🤖 AI Summary
This study addresses the challenge of accurately modeling individual personality traits—particularly Agreeableness and Neuroticism from the Big Five framework—in personalized large language models (LLMs). We propose a Thought-as-Utterance (TAU) augmentation method: inserting silent, pre-speech internal monologues—serving as explicit proxies for implicit cognitive processes—into original dialogues. To our knowledge, this is the first systematic application of TAU to personality modeling.
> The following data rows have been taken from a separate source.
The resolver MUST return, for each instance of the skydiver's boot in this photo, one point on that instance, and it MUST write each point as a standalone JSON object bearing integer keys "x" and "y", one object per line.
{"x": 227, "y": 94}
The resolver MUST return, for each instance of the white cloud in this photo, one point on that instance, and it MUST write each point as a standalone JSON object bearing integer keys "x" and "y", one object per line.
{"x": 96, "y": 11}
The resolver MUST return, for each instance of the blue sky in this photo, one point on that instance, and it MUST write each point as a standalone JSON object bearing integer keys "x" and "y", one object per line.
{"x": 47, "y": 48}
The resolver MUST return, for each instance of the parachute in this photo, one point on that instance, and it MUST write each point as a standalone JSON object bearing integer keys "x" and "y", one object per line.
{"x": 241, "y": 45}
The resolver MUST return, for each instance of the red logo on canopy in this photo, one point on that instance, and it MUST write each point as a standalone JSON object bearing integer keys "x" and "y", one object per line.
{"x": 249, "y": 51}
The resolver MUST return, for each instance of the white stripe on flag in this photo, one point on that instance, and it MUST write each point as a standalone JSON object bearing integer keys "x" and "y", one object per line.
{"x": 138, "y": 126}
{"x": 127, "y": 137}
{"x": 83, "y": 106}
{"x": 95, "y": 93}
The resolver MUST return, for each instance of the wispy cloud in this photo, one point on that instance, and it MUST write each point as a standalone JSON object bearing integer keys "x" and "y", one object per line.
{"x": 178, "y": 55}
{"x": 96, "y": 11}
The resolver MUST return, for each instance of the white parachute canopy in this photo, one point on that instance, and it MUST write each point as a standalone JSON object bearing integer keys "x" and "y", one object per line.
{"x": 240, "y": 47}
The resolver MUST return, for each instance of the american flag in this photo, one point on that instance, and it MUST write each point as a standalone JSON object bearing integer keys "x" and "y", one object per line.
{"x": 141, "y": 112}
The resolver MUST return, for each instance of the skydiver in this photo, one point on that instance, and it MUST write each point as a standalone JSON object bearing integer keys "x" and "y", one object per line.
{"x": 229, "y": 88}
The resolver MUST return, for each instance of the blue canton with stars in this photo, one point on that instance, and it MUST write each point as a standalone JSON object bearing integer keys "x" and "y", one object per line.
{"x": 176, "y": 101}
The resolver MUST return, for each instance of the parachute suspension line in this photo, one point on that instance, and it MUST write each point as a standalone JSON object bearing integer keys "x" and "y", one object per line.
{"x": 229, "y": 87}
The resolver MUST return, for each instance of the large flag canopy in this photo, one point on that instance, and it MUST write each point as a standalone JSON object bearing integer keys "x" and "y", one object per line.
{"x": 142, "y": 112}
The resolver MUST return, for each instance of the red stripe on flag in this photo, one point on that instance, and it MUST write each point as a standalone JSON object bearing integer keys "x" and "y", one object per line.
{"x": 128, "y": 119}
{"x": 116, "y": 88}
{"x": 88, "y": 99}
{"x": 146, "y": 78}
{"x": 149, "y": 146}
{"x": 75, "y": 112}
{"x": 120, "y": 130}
Experiments demonstrate that TAU augmentation significantly improves the fidelity of persona LLMs in capturing users’ true Agreeableness and Neuroticism scores; moreover, TAU quality directly governs modeling performance. The approach establishes a novel paradigm for text-based, personality-aware modeling, offering both theoretical insight into the role of internal cognition in linguistic expression and practical feasibility for deployment in conversational AI systems.
📝 Abstract
This study proposes augmenting dialog data with think-aloud utterances (TAUs) for modeling individual personalities in text chat by LLM. TAU is a verbalization of a speaker's thought before articulating the utterance. We expect "persona LLMs" trained with TAU-augmented data can mimic the speaker's personality trait better. We tested whether the trained persona LLMs obtain the human personality with respect to Big Five, a framework characterizing human personality traits from five aspects. The results showed that LLMs trained with TAU-augmented data more closely align to the speakers' Agreeableness and Neuroticism of Big Five than those trained with original dialog data. We also found that the quality of TAU-augmentation impacts persona LLM's performance.